I closed the door behind me, the click of the latch reverberating in the emptiness, a final, hollow sound that echoed through the silent void of my life. It was like the last note of a song that had once filled my world with joy and meaning, now faded into nothingness.
My chest tightened, as if the very walls around me were collapsing, squeezing the air from my lungs. The weight of it all was too much to bear, and my legs gave way beneath me. I slumped into the corner, my back against the cold, unyielding wall, as if seeking some form of comfort from the hardness, something solid to anchor me.
But there was no comfort, no solace. Only the tears—hot, unstoppable, relentless. They welled up, blurring my vision, spilling over despite my desperate attempts to contain them. Each drop was a testament to the storm raging within me, soaking my shirt, leaving dark stains that matched the ones spreading across my soul.
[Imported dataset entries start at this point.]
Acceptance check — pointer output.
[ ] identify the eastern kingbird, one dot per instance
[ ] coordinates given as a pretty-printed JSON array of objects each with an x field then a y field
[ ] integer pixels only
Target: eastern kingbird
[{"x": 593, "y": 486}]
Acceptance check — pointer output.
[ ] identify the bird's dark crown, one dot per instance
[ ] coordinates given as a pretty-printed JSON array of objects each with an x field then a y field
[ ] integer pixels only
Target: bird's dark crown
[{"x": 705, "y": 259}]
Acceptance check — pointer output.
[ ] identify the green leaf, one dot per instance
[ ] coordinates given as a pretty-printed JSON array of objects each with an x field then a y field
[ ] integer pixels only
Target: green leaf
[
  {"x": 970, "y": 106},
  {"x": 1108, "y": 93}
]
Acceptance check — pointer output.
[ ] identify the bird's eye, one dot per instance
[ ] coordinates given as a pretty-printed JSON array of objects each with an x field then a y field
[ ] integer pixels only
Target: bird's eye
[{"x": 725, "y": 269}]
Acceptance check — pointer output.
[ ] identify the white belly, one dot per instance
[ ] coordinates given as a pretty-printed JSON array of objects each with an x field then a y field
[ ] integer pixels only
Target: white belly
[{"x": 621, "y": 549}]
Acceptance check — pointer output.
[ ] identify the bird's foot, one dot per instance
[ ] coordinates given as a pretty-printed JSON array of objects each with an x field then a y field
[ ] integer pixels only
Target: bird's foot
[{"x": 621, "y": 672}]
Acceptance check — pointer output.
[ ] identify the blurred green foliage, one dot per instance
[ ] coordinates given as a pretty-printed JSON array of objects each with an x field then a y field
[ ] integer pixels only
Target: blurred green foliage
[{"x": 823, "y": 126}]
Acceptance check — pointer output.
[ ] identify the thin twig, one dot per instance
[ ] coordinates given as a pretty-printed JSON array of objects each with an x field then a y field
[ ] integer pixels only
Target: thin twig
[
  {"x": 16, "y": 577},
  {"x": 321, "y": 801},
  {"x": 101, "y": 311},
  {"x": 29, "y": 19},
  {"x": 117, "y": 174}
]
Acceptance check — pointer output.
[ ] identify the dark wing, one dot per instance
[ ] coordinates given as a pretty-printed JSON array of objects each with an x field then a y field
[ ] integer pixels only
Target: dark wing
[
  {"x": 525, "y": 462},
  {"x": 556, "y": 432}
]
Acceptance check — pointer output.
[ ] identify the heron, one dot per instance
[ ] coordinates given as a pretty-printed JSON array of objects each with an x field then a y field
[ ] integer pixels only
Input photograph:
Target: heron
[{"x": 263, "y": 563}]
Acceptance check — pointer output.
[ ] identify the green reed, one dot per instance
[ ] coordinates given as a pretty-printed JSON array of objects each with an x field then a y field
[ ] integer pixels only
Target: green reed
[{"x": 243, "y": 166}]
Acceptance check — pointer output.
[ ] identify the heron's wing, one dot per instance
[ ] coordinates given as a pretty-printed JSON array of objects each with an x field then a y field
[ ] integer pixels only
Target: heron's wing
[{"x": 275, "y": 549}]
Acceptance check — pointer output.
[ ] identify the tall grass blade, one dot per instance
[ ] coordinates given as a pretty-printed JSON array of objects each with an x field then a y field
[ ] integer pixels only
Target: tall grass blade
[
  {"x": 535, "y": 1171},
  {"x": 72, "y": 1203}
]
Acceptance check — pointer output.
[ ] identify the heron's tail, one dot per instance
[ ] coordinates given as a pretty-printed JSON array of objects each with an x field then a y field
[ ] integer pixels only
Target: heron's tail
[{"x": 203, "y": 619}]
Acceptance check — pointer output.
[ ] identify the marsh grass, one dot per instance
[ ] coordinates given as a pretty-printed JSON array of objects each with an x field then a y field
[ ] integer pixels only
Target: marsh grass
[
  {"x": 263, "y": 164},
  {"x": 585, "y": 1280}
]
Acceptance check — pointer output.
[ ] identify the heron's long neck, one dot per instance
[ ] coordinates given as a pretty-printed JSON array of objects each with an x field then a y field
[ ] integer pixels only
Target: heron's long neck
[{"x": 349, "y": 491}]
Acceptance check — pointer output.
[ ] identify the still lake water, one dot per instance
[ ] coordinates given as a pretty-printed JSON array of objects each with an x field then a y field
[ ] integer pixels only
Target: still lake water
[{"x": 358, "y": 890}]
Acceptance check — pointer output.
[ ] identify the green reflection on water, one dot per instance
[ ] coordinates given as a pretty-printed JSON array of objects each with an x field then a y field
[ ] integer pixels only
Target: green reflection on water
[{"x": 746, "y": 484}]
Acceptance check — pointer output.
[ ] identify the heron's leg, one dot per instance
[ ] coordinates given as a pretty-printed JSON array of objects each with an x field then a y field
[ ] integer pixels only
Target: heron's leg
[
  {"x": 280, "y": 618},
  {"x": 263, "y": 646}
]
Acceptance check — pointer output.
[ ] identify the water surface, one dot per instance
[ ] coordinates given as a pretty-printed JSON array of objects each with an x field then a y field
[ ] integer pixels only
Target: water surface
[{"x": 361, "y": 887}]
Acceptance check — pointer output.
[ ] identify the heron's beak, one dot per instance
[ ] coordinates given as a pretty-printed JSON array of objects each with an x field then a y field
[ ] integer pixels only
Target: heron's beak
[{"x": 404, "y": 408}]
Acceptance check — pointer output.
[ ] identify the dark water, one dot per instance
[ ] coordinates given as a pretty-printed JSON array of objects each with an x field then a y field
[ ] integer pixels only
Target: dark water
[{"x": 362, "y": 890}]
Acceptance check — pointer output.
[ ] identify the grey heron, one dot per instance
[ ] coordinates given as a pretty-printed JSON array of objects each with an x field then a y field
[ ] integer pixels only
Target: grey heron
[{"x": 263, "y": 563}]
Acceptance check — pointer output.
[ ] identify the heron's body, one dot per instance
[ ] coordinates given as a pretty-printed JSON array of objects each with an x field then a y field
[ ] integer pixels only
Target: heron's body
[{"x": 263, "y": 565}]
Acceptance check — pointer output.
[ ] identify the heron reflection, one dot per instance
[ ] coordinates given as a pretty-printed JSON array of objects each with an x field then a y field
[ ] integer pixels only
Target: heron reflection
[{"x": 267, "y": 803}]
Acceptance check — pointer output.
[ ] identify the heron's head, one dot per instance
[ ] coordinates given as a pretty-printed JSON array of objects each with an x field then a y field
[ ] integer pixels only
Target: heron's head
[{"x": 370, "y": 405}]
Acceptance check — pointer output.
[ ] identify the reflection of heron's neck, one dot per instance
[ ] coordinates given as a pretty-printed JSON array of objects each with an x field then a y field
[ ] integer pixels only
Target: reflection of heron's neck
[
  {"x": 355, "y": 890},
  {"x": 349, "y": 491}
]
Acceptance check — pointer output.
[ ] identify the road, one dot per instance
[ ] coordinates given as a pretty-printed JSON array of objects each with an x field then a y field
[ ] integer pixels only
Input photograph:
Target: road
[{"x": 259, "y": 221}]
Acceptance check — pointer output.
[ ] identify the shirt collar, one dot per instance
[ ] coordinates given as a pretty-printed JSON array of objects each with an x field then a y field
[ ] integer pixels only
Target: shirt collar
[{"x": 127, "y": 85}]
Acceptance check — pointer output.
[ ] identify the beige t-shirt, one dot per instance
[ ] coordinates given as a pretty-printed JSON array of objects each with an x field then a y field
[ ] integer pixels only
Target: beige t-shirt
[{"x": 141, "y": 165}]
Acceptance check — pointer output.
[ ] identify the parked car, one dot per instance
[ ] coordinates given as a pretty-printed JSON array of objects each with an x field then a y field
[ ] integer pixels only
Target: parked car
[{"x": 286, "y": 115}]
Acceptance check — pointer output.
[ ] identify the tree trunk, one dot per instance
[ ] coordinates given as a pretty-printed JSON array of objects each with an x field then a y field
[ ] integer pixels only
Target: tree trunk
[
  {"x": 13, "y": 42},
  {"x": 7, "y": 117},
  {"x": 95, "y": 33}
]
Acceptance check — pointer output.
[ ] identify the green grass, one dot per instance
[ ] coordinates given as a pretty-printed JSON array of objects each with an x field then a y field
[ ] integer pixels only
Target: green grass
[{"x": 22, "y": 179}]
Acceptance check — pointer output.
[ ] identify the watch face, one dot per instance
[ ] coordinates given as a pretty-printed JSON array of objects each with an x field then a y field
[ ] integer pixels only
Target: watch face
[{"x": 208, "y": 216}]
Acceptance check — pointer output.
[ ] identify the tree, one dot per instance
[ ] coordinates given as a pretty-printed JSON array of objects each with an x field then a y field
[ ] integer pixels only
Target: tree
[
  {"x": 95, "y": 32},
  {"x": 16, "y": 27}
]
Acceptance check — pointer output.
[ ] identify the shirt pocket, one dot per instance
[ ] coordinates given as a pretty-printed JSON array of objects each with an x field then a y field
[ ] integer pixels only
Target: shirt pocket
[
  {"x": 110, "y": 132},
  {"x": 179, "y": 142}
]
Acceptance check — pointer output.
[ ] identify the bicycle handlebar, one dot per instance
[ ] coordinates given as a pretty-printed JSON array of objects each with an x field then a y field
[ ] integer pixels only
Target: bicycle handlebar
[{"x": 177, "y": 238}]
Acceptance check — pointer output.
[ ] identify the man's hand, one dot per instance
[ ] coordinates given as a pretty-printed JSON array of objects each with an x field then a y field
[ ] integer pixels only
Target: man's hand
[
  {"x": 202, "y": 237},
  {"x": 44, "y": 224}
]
Shattered. Disappointed. Hurt. Angry.
The emotions tore through me like jagged shards of glass, each one cutting deeper than the last. I clenched my fists, the anger bubbling over until it was uncontrollable. With a raw, primal scream, I slammed my hand against the wall. The impact sent a sharp jolt of pain through my knuckles, the skin splitting, blood trickling from the wound. But I barely noticed. The physical pain was nothing compared to the hollow ache inside me, the emptiness that consumed every part of my being.
"Samaira!"
Her name escaped my lips in a broken whisper, more a curse than a call. The girl I had loved with every fiber of my being, the one I had proudly announced to the world as my fiancée, was gone. The memory of her haunted me—those eyes, filled with a silent apology, her lips forming words that had shattered my world in an instant.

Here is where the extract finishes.